How to retrieve the list of dynamic nested keys of BigQuery nested records


My ELT tools imports my data in bigquery and generates/extends automatically the schema for dynamic nested keys (in the schema below, under properties)

It looks like this

enter image description here

How can I get the list of nested keys of a repeated record ? so for example I can group by properties when those items have said property non-null ?

I have tried

    select column_name
    from my_schema.INFORMATION_SCHEMA.COLUMNS
    where
        table_name = 'my_table
        

But it will only list first level keys

From the picture above, I want, as a first step, a SQL query that returns

message
user_id
seeker 
liker_id 
rateable_id
rateable_type
from_organization
likeable_type
company
existing_attempt 
...

My real goal through, is to group/count my data based on a non-null value of a 2nd level nested properties properties.filters.[filter_type]
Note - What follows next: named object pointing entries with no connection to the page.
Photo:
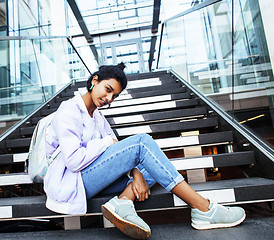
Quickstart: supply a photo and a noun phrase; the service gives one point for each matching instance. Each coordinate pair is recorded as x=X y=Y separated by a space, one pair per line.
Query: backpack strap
x=54 y=155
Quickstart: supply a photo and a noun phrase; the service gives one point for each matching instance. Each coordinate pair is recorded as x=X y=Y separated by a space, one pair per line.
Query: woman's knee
x=144 y=137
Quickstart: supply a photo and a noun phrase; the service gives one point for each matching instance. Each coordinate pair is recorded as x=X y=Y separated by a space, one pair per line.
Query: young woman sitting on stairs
x=92 y=161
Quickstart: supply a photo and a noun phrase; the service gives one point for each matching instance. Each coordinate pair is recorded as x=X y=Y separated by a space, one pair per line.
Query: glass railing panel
x=225 y=50
x=32 y=71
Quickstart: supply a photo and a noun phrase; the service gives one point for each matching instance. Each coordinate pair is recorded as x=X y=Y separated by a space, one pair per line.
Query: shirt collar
x=80 y=102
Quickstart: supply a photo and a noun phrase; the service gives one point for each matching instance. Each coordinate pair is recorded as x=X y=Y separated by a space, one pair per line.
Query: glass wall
x=225 y=50
x=36 y=69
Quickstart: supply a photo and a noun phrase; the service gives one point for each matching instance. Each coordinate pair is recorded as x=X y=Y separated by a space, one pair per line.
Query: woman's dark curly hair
x=110 y=71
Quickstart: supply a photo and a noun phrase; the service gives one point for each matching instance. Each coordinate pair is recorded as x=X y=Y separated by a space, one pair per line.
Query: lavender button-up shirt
x=82 y=139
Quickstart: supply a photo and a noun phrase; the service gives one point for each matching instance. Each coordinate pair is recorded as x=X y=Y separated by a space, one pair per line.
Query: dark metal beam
x=151 y=51
x=75 y=9
x=156 y=16
x=155 y=24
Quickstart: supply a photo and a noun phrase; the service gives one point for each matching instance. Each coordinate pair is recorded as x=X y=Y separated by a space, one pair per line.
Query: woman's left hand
x=139 y=185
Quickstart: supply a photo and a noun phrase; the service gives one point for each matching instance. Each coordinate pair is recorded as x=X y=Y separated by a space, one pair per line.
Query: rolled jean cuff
x=176 y=181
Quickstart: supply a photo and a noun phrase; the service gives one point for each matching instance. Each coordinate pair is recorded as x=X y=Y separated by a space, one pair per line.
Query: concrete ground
x=260 y=228
x=258 y=224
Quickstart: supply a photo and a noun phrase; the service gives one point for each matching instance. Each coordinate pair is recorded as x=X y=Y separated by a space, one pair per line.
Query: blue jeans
x=107 y=173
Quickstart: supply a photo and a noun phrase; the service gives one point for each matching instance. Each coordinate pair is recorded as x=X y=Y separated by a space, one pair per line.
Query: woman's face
x=105 y=91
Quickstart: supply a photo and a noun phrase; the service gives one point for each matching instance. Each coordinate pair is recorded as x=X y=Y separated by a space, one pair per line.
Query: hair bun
x=121 y=65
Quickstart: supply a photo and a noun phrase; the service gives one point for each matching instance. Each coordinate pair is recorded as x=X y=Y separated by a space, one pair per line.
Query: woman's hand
x=139 y=185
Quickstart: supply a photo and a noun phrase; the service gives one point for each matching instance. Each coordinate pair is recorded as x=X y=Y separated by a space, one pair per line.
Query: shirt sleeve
x=69 y=126
x=108 y=129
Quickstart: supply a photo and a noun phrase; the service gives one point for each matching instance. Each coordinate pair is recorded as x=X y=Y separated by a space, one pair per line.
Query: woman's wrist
x=134 y=171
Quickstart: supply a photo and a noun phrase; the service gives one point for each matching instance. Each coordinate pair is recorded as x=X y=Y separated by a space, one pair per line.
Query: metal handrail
x=184 y=13
x=252 y=138
x=10 y=38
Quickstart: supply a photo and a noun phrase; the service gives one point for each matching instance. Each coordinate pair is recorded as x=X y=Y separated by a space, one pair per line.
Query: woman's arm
x=69 y=125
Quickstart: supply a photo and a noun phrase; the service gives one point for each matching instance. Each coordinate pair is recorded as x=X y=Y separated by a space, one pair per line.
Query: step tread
x=167 y=127
x=164 y=143
x=206 y=161
x=225 y=191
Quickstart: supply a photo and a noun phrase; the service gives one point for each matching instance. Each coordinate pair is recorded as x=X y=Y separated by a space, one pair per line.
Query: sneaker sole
x=128 y=228
x=218 y=225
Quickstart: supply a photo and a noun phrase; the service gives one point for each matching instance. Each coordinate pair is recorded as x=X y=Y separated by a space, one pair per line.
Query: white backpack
x=37 y=162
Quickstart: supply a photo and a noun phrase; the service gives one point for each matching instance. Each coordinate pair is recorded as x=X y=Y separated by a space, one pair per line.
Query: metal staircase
x=192 y=135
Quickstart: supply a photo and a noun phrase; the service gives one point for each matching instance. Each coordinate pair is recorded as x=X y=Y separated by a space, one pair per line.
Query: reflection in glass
x=233 y=68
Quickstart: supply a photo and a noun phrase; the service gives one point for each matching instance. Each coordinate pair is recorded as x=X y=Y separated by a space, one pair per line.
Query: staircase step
x=167 y=127
x=138 y=101
x=132 y=95
x=14 y=179
x=16 y=143
x=214 y=161
x=171 y=85
x=208 y=161
x=159 y=116
x=140 y=108
x=229 y=192
x=13 y=158
x=216 y=138
x=164 y=143
x=151 y=107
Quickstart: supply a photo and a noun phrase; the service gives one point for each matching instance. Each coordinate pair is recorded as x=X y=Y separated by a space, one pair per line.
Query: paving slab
x=252 y=228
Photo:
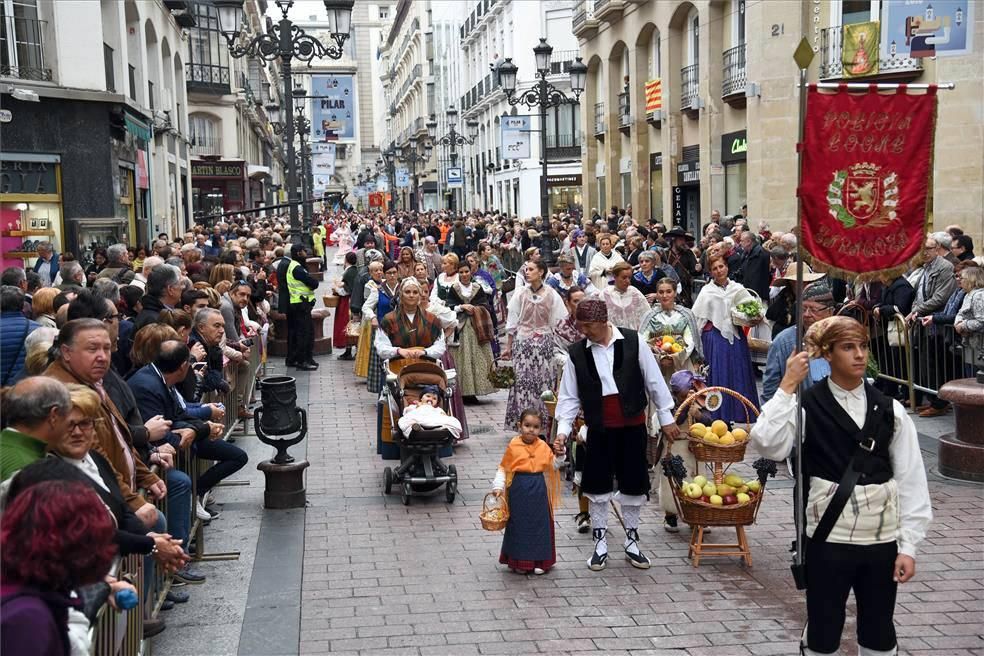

The schema may evolve when our application adds more filters, so this need to be dynamically generated, I can't just hard-code the list of nested keys.

Note: this is very similar to this question How to extract all the keys in a JSON object with BigQuery but in my case my data is already in a shcema and it's not a JSON object

EDIT:

Suppose I have a list of such records with nested properties, how do I write a SQL query that adds a field "enabled_filters" which aggregates, for each item, the list of properties for wihch said property is not null ?

Example input (properties.x are dynamic and not known by the programmer)

search_id properties.filters.school properties.filters.type
1 MIT master
2 Princetown null
3 null master

Example output

search_id enabled_filters
1 ["school", "type"]
2 ["school"]
3 ["type"]

Solution

  • Have you looked at COLUMN_FIELD_PATHS? It should give you the paths for all columns.

    select field_path from my_schema.INFORMATION_SCHEMA.COLUMN_FIELD_PATHS where table_name = '<table>'
    

    [https://cloud.google.com/bigquery/docs/information-schema-column-field-paths]